Las bolitas de luz siempre habían sido más o menos del tamaño de una canica y no estaban ahí todo el tiempo, sino que podían pasar meses o hasta años entre la última de un conjunto y la primera del que seguiría, por eso a veces me tomaban desprevenida y tardaba un poco en darme cuenta de que habían vuelto a aparecer.

Había dejado de sentirlas desde casi tres años antes, por eso me costó un poco entender lo que me estaba pasando cuando sentí formarse la primera de ese nuevo conjunto que llegó con una notificación de WhatsApp e hizo todo el ruido que ninguno de los otros mensajes que recibía a diario pudo hacer. Era de él, del tipo extranjero con el que llevaba varias semanas escribiéndome y por quien sentía esta especie de atracción intelectual. Cuando revisé mi celular, aún antes de leer el contenido del mensaje, la pantalla se iluminó tanto que me lastimó los ojos por un momento, y el sonido agudo de la notificación fue reemplazado por un campaneo que me pareció extraño cuando lo escuché. Luego, mientras iba leyendo, en mi pecho circulaba un calorcito como en una línea delgada ininterrumpida que hacía espirales y serpenteaba buscando un centro; me di cuenta cuando lo encontró porque entonces la línea entera en toda su magnitud se encausó en esa sola dirección formando algo como una espiral, y el calorcito además se volvió luz y mi pecho fue luminoso.
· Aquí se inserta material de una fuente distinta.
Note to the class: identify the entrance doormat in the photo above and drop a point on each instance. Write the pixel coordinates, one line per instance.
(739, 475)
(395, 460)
Yo podía sentir la luz moviéndose dentro de mí. La línea de energía era larga, por lo que esa primera bolita tardó varios minutos en tomar su forma por completo y yo pude percibir todo lo que sucedía en mi interior. Para cuando terminé de leer tres veces el mensaje la bolita se había formado por completo. Lo supe porque la sentí con todo su peso bajar hasta la boca de mi estómago e instalarse ahí desde ese momento.
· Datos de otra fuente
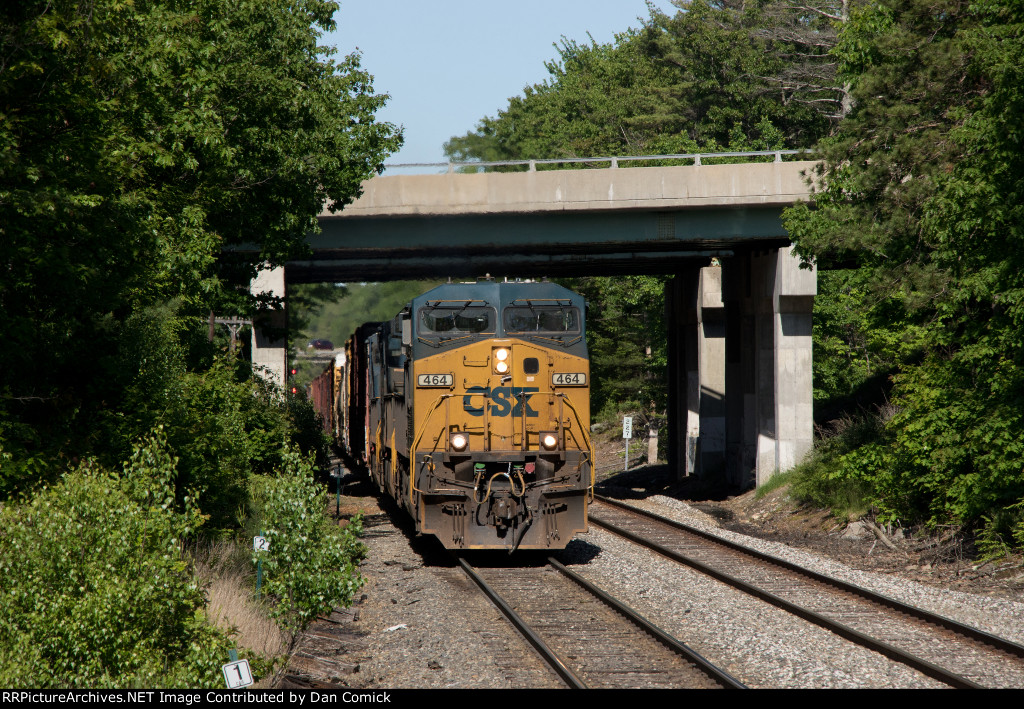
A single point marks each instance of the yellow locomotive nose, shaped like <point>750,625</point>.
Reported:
<point>502,361</point>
Las bolitas de luz no me molestaban ni intervenían con mi respiración o con alguna de mis funciones corporales, pero a veces sí lo hacían con mi ingesta de alimentos. Sucedía que, para quedarse donde estaban, las bolitas de luz requerían enormes cantidades de chocolates, dulces y alguna copa de vino de vez en cuando. Entonces, cada vez que aparecía una primera bolita, yo empezaba a ausentarme de las cenas familiares o de las comidas con conocidos, y terminaba solo aceptando el vino o los postres, pero en general prefería estar sola para que nadie me preguntara si no tenía hambre o por qué bebía tanto, y si andaba en la calle no evitaba comprar algún helado o una caja de chocolates; después de ingerirlos la bolita de luz dejaba de revolotear y se quedaba quieta en la boca del estómago hasta que llegaba otro mensaje y crecía otro poquito.
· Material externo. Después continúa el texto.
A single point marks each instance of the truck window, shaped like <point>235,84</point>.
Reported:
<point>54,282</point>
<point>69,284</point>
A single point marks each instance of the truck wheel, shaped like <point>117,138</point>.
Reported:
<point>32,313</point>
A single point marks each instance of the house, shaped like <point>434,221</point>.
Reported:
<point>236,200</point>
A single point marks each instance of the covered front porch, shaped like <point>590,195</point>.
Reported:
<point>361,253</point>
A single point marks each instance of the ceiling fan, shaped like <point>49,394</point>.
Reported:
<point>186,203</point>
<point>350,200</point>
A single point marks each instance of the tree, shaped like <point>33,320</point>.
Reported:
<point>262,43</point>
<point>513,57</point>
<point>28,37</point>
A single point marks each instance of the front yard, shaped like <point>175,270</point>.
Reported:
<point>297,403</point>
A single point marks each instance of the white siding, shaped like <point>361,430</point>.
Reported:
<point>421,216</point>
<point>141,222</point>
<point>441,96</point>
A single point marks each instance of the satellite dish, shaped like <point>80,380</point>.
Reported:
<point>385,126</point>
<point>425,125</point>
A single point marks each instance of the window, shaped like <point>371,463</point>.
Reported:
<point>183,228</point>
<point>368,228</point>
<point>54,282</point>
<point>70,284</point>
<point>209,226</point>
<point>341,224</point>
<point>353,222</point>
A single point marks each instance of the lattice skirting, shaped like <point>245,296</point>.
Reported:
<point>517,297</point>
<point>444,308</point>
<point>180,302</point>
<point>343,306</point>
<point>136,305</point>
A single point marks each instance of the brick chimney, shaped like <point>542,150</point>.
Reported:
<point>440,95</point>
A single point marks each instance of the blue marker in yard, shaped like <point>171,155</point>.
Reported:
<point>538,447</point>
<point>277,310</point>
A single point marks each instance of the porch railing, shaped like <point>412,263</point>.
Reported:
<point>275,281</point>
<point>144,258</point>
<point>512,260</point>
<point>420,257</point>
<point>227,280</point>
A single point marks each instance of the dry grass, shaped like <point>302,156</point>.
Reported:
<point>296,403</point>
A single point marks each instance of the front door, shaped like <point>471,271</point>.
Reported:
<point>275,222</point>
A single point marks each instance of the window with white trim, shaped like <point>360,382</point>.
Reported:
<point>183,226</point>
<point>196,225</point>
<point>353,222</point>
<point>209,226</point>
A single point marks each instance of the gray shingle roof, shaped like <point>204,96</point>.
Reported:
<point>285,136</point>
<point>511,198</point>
Lo que pasaba era que todo lo que yo comía en realidad servía para alimentarlas a ellas, que prevalecían por encima de mí misma. A través del tiempo había descubierto que comenzaban siendo del tamaño de una canica como esas que les dicen agüitas, pero que dependiendo de lo que yo comía o hacía iban creciendo hasta quedar como las bombochas, que son las canicas más grandes y pesadas. Cuando una bolita de luz crecía tanto, su propio peso le ganaba y bajaba de la boca de mi estómago a mi vientre, y ahí se quedaba. De manera invariable ahí terminaban todas, sin importar cuántas fueran, y yo las sentía a detalle: cuando se formaban, cuando bajaban y cuando caían hasta su guarida final. Había aprendido a vivir con ellas, a cuidar que estuvieran quietas, pero sobre todo a que no se rompieran, porque cuando alguna se rompía quería decir que las demás lo harían también. Por eso, cuando las sentía moverse o brincar, corría a buscar algún libro de los que ya sabía que funcionaban: Jaime Sabines, Mario Benedetti, Kyoichi Katayama. Les leía un poco y se calmaban, y si querían más alguna se movía más despacio y con eso yo sabía que querían más. Luego, cuando se quedaban quietas, ya podía contarlas para ir calculando el tiempo que me quedaba antes de que iniciara aquella reacción en cadena y yo tuviera que atenerme a lo que venía después.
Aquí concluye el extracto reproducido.